Menurut Bahiyatun (2009), cara mengatasi perubahan sikap dan perilaku anak adalah dengan menyiapkan mereka untuk kelahiran adiknya, yaitu :
a.       Mulai memperkenalkan pada organ reproduksi dan seksual
b.      Beri penjelasan yang konkret tentang pertumbuhan bayi dalam rahim dengan menunjukkan gambar sederhana tentang uterus dan perkembangan janin.

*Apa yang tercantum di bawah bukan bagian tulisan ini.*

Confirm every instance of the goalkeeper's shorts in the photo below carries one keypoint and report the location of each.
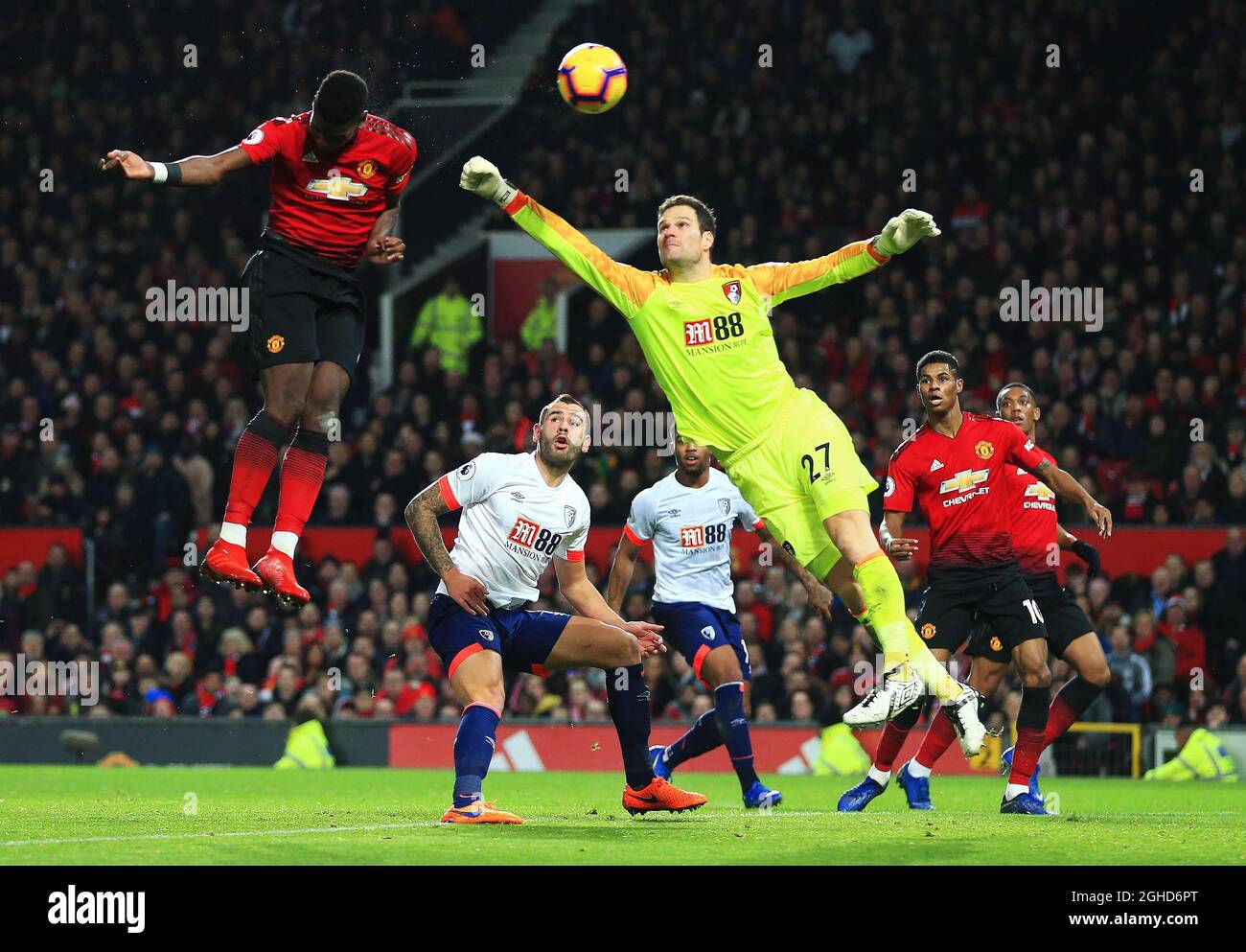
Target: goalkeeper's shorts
(802, 470)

c.       Beri kesempatan anak untuk ikut gerakan janin
d.      Libatkan anak dalam perawatan bayi
e.       Beri pengertian mendasar tentang perubahan suasana rumah, seperti alasan pindah kamar
f.       Lakukan aktivitas seperti biasa dan lakukan bersama dengan anak, seperti mendongeng sebelum tidur atau piknik bersama.
Cara menghadapi sibling rivalry menurut Varney  (2007) dalam Yetti (2010) :
a.       Mempersiapkan kakak sebelum kehadiran adiknya
b.      Memberlakukan setiap anak sebagai individu berbeda
c.       Hindari membandingkan
d.      Menumbuhkan keunikan anak
e.       Menghabiskan waktu bersama setiap anak sesuai prioritas
f.       Membuat batasan yang jelas
g.      Mendengarkan perasaan anak
h.      Jangan memihak
i.        Menghindari menumpuk kebiasaan mengadu
j.        Memberikan reward untuk perlakuan yang kooperatif

8.      Segi Positif Sibling Rivalry
Meskipun sibling rivalry mempunyai pengertian yang negatif tetapi ada segi positifnya, antara lain:
a.    Mendorong anak untuk mengatasi perbedaan dengan mengembangkan beberapa keterampilan penting.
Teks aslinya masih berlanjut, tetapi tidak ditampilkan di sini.